WMD was only a part — albeit an important part — of the security-threat case for removing Saddam. More importantly, it was not, by itself, sufficient to do what cried out to be done: establish a coherent nexus between our mission in Iraq and the wider war on terror.
...the administration was overly narrow in emphasizing WMD prior to the war, and neglected to highlight the evidence (which has gotten only stronger over time) that Saddam had been cultivating jihadist groups (including al Qaeda) since the early 1990s. The problem was not just that Saddam might use WMD; it was that (a) he had strong enough ties to jihadist groups that it was plausible that he would supply them with WMD capability, and (b) wholly apart from WMD, it was plausible he would aid and abet jihadist groups in the ways only a state sponsor can — the wherewithal that allows a terror network to project power on the scale of a nation-state.

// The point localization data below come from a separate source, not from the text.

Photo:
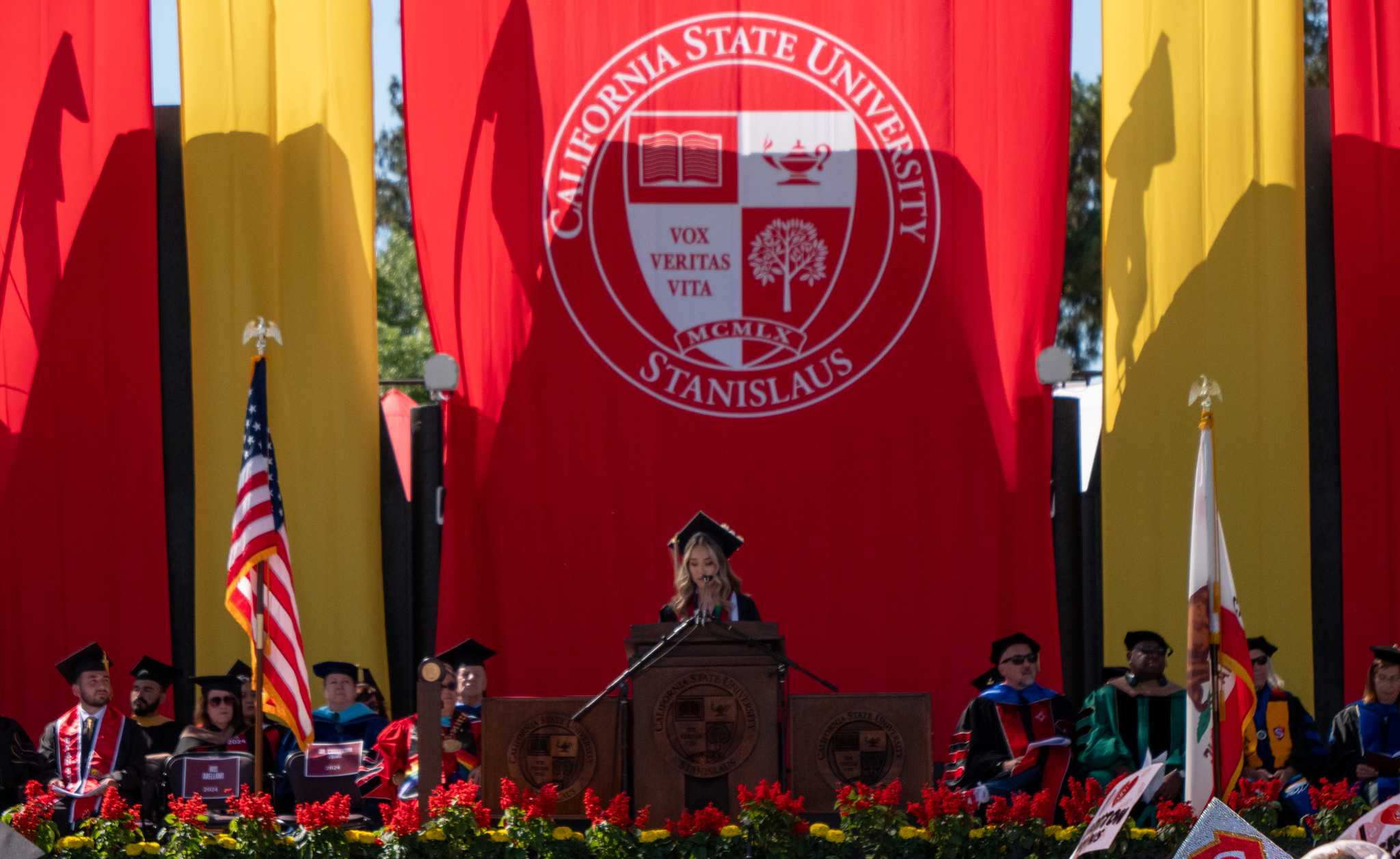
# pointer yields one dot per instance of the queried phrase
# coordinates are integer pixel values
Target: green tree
(1081, 295)
(405, 341)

Post-invasion, when we did not find the anticipated stockpiles of WMD (notwithstanding that what we did find was alarming), the over-emphasis on WMD enabled the Left to concoct a smear that the invasion was unjustified, that it was built on a lie, and therefore that the cause was not righteous. Despite the fact that jihadists had been operating in Iraq long before the invasion and that Osama bin Laden himself was urging Iraq as the central front in a global war, the Left convinced many Americans that Iraq was a foolish "distraction" from the "real" war on terror in Afghanistan (which war, it bears observing, the Left would also be attacking if there were no Iraq).